Suzette ne demandait qu’à rendre service à sa cousine Bertille, d’autant plus que cette dernière assurait qu’un professeur viendrait à demeure afin que Suzette ne perdît rien en ce qui concernait ses études.

Mlle Duboul habitait une sorte de castel sur la colline de Montmartre, à côté de la basilique du Sacré-Cœur. Elle dominait Paris et en était fière, traitant tous ceux qui habitaient dans « la vallée » comme des pauvres malheureux rats.

M. Lassonat dit :

— Je ne vois guère la possibilité de refuser ce qu’elle désire, à ma cousine Bertille. Cela ne t’ennuie pas, Suzette ?

— Au contraire, papa.

— Je te conseille cependant, de ne pas écraser ta cousine sous le poids de ses vérités.

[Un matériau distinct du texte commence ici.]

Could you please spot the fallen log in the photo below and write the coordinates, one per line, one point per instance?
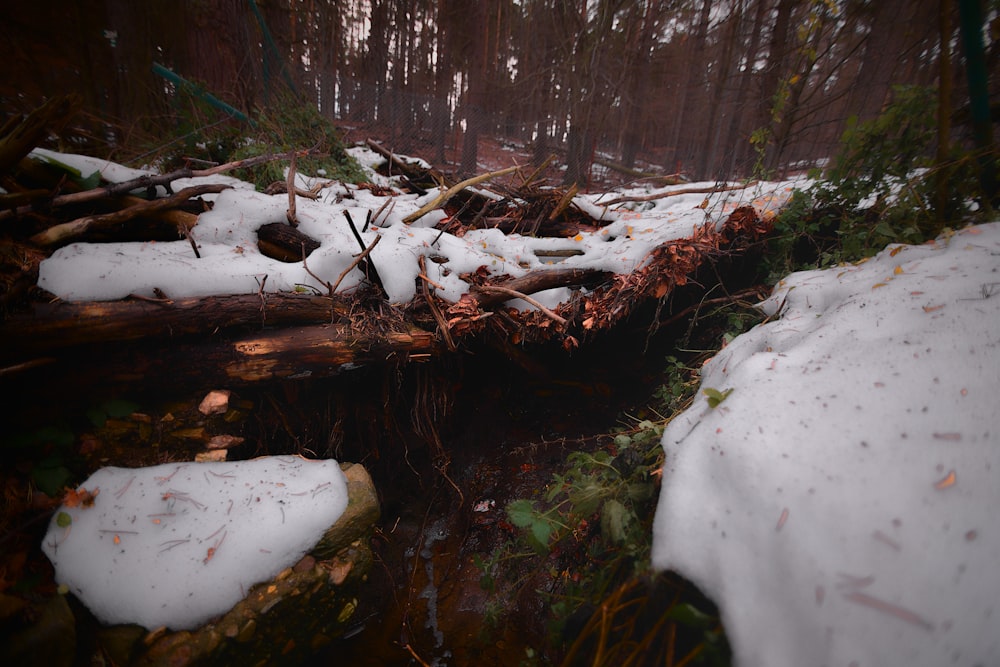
(672, 193)
(55, 326)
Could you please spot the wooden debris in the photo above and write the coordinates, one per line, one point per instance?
(269, 336)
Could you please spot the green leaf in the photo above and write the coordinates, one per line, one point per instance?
(715, 396)
(541, 530)
(614, 519)
(522, 513)
(586, 498)
(75, 175)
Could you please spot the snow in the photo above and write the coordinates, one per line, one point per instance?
(230, 262)
(178, 544)
(840, 504)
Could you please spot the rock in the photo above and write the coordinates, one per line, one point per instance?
(288, 619)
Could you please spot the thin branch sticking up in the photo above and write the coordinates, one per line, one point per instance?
(682, 191)
(438, 317)
(290, 186)
(494, 289)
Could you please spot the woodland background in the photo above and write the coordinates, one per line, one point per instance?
(708, 88)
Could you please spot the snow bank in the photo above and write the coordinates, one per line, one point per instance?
(178, 544)
(232, 264)
(841, 504)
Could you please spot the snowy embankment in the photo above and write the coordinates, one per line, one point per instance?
(841, 504)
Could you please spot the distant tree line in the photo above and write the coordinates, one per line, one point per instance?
(711, 88)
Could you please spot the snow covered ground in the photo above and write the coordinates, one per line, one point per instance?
(841, 504)
(230, 262)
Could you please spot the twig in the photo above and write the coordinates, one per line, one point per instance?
(357, 260)
(369, 266)
(682, 191)
(149, 181)
(752, 291)
(495, 289)
(435, 311)
(453, 190)
(290, 186)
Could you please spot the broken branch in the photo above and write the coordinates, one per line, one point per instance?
(76, 228)
(682, 191)
(442, 198)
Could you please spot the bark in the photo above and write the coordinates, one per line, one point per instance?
(61, 325)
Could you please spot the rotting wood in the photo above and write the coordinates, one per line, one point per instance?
(69, 231)
(443, 197)
(149, 182)
(284, 242)
(287, 353)
(413, 172)
(682, 191)
(19, 137)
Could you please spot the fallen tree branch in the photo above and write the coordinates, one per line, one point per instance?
(435, 311)
(682, 191)
(357, 260)
(442, 198)
(77, 228)
(148, 181)
(19, 137)
(519, 295)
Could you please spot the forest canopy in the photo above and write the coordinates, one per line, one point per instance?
(710, 89)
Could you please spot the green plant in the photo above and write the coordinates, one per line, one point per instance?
(880, 188)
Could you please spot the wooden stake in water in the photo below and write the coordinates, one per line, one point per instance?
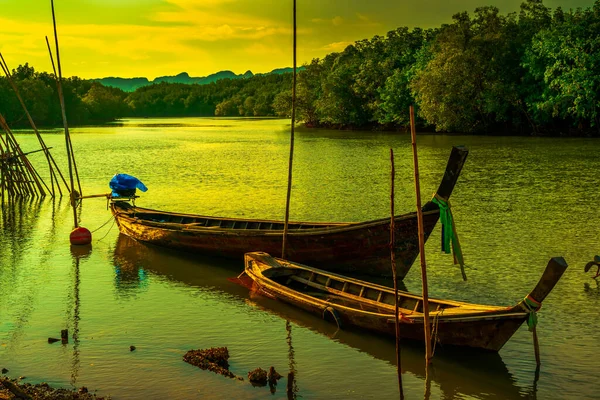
(536, 347)
(393, 262)
(426, 321)
(70, 155)
(291, 160)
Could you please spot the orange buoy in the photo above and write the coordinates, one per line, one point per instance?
(80, 236)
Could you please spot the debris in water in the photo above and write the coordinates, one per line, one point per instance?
(273, 376)
(258, 377)
(12, 389)
(64, 335)
(213, 359)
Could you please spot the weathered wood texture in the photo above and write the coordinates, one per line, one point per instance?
(369, 306)
(343, 247)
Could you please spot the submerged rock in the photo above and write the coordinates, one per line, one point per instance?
(258, 376)
(214, 359)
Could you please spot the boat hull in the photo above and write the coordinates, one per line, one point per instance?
(356, 248)
(350, 248)
(359, 304)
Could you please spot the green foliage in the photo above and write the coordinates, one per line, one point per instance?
(565, 58)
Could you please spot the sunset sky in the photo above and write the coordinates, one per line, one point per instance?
(132, 38)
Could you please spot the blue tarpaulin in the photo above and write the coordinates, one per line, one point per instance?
(123, 185)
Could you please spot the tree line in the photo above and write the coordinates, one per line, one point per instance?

Tu lui ferais de la peine, parce qu’elle t’a en affection, et il est inutile de vouloir lui dicter une autre ligne de conduite à son âge.

— En effet, ajouta Mme Lassonat, c’est plutôt à toi de régler la tienne sur l’entourage où tu te trouveras.

Suzette ne répondit pas.

Il fut convenu qu’elle partirait le lendemain dans la matinée.

Bob ne put s’empêcher de lui reprocher :

— Tu me laisses seul.

— Je n’y suis pour rien.

— Si encore, j’avais Paul Brabane… mais ils restent stupidement fâchés.

— Oui, et c’est de ma faute, soupira Suzette. Ah ! je pense toujours à une réconciliation, mais je ne sais plus comment m’y prendre…

Quelques minutes après cet échange de paroles M. Lassonat, revint sur le sujet des Brabane, en disant :

— Brabane va mettre de gros capitaux dans une affaire qui se fonde. Je suis désolé de n’être plus en bons termes avec lui, parce que cet argent eût été bien placé dans l’usine. J’aurais décuplé mes affaires.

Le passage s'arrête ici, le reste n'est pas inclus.